Vice president Marilyn Adams, a psychology and women’s and gender studies sophomore, said the organization covers a broad scope of issues that makes it easy for all students to find something they are interested in.
“I’m interested in women’s and LGBT rights and I wanted to find an organization to talk about those rights on an international scale rather than just the U.S.,”
Volunteer work and awareness events in Austin are a large part of UT Amnesty International’s purpose. They begain working with Casa Marianella this year.
“For local interactions in previous years, there hasn’t really been anything that’s continuous,” Wazirali said. “We want to build a really strong relationship with Casa.”
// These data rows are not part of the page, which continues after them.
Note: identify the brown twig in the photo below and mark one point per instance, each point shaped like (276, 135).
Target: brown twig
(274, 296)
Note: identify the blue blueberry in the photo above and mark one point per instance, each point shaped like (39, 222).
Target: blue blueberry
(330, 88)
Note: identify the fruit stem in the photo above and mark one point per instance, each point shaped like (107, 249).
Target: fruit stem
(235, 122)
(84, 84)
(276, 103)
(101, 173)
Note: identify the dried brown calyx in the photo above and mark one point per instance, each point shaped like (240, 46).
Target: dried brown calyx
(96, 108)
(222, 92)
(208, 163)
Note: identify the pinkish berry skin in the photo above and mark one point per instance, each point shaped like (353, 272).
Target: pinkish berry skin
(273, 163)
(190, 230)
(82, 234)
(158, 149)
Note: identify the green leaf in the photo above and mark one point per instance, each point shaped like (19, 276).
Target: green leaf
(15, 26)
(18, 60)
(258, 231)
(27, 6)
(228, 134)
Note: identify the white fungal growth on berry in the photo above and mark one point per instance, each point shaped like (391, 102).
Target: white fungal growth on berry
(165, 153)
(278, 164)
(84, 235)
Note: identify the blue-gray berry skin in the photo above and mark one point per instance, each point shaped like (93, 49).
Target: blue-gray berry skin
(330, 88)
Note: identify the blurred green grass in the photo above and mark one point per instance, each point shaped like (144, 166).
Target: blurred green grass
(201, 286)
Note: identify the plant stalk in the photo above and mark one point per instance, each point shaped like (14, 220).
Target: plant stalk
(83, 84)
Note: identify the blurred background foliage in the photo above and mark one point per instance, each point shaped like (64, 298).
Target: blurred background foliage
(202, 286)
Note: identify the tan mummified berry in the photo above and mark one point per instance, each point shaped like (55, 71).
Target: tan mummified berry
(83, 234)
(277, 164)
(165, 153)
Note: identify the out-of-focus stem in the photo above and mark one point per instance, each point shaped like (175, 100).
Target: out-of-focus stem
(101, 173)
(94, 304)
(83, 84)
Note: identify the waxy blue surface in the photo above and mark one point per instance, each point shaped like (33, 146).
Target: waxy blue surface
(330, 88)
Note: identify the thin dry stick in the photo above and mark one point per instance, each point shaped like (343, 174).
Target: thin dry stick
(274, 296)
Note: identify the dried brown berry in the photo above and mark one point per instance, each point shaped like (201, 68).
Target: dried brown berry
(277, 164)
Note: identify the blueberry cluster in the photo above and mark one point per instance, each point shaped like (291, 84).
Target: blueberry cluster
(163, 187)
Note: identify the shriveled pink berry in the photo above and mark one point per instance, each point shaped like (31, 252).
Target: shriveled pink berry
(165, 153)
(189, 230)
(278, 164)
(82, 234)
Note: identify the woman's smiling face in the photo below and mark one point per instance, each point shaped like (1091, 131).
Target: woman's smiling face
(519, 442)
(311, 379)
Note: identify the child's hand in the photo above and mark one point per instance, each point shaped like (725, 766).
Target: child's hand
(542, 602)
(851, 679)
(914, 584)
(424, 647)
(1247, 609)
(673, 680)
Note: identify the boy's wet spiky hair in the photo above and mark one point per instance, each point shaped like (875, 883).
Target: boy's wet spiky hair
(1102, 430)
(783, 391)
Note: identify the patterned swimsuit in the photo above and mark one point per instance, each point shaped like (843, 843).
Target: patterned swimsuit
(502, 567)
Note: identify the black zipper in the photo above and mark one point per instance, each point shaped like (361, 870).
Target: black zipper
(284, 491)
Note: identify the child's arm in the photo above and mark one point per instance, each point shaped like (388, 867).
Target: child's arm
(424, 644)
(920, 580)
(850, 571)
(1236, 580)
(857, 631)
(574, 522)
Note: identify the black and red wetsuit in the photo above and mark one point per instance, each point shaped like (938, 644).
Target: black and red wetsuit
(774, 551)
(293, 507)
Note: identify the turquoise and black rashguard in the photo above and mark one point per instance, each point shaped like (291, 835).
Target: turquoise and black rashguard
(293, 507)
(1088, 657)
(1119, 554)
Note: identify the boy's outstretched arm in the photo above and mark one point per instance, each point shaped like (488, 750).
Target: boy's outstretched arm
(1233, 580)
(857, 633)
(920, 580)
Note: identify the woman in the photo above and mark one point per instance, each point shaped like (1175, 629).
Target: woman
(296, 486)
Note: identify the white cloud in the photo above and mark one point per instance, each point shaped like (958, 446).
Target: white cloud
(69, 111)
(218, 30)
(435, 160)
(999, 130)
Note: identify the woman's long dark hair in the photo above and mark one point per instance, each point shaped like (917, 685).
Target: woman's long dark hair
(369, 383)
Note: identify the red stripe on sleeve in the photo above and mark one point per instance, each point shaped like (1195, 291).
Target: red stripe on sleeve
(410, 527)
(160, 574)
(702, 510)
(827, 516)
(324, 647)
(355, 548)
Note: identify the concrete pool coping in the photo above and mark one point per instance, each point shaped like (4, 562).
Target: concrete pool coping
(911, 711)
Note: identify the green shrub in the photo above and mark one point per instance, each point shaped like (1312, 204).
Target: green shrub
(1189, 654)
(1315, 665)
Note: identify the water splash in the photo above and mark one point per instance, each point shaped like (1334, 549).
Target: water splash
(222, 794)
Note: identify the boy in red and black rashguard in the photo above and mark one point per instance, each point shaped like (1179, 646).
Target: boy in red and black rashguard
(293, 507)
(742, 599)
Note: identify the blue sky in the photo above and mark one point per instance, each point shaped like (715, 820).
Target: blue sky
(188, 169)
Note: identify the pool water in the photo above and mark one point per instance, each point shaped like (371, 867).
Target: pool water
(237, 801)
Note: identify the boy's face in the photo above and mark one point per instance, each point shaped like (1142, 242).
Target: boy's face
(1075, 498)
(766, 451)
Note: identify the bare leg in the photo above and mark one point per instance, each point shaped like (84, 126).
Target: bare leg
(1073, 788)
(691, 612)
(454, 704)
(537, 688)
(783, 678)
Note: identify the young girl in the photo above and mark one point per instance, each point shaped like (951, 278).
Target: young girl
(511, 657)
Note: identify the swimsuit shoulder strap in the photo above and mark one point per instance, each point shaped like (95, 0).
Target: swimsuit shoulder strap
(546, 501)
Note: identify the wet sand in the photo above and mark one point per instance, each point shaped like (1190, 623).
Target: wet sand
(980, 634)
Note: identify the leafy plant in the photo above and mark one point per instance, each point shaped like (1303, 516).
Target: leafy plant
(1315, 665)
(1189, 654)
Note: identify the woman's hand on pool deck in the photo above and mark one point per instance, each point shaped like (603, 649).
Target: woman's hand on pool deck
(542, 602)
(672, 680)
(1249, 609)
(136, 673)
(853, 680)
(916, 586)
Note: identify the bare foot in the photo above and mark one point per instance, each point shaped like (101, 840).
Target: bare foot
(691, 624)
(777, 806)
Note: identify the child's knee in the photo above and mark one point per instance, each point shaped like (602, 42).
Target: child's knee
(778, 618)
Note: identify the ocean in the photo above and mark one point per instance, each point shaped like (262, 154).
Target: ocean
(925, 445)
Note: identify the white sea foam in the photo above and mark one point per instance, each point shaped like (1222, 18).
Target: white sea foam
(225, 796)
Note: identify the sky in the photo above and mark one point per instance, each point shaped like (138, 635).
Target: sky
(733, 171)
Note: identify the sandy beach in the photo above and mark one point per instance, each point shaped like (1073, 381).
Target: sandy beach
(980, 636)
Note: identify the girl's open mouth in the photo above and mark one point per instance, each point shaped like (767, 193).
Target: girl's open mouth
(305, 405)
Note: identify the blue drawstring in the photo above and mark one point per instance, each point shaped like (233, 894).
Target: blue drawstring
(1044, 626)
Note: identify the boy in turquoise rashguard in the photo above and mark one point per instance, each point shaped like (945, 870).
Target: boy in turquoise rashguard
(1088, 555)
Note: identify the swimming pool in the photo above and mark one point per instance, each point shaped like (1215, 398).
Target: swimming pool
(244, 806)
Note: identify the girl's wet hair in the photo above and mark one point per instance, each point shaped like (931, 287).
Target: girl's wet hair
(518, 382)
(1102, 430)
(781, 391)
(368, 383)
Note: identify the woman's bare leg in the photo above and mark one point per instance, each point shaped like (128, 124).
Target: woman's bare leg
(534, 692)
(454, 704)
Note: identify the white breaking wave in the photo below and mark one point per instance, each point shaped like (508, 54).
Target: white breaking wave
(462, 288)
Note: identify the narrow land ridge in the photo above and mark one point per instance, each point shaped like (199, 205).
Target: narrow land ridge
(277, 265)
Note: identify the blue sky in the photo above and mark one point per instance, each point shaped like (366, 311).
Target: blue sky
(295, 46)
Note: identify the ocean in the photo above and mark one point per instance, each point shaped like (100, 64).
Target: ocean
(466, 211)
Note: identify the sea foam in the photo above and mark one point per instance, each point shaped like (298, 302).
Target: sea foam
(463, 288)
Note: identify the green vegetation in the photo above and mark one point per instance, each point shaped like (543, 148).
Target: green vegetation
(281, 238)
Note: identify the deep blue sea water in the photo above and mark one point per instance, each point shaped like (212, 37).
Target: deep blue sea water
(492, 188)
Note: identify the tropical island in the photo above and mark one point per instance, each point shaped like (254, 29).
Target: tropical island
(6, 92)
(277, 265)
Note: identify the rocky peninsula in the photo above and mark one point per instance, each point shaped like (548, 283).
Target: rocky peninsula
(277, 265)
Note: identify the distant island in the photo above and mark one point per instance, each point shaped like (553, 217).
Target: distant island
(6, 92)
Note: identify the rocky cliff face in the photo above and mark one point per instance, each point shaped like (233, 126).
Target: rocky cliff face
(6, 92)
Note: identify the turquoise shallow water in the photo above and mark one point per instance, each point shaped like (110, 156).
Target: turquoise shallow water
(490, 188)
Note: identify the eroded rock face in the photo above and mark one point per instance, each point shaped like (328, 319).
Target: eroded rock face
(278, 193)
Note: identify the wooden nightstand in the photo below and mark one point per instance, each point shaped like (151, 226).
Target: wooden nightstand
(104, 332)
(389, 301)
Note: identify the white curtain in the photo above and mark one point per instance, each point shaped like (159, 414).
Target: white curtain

Casa Marianella volunteer coordinator Jackie Chiofalo said that prior experience with members of UT Amnesty International has been great for the residents.
“Sometimes you get volunteers who need direction, but they were 100 percent self-directive and they took the initiative,” Chiofalo said.
The idea of taking Casa Marianella residents to the Zilker Kite Festival came after the students spent time getting to speak with the residents while working a food shift for the shelter.
“We want to get to know the residents there on a more personal basis and spend time with them and know their stories,” Adams said. “Not just have them as something you learn about and then don’t really think about their experiences.”
Members of the organization will be provide kites for the Casa Marianella residents to use during the festival. UT Amnesty International hopes to give the residents an opportunity to experience a bit of Austin life.
“They’re convinced that they can’t go back to their native lands because they want a future for their families and [to start] over,” Wazirali said. “The only way to do that is to get back into society, but most haven’t even seen Austin.”
Chiofalo said Casa Marianella residents are looking forward to their first time attending the festival.
“We love it when our residents can experience Austin just for fun and just enjoy themselves,” Chiofalo said.
UT Amnesty International members hope to get students talking more about global issues and create stronger community connections.
“I told myself we have to make UT a place where people can talk about human rights because its not really a major topic,” Wazirali said. “We’re making the dialogue more presentable and more fun, which is important.”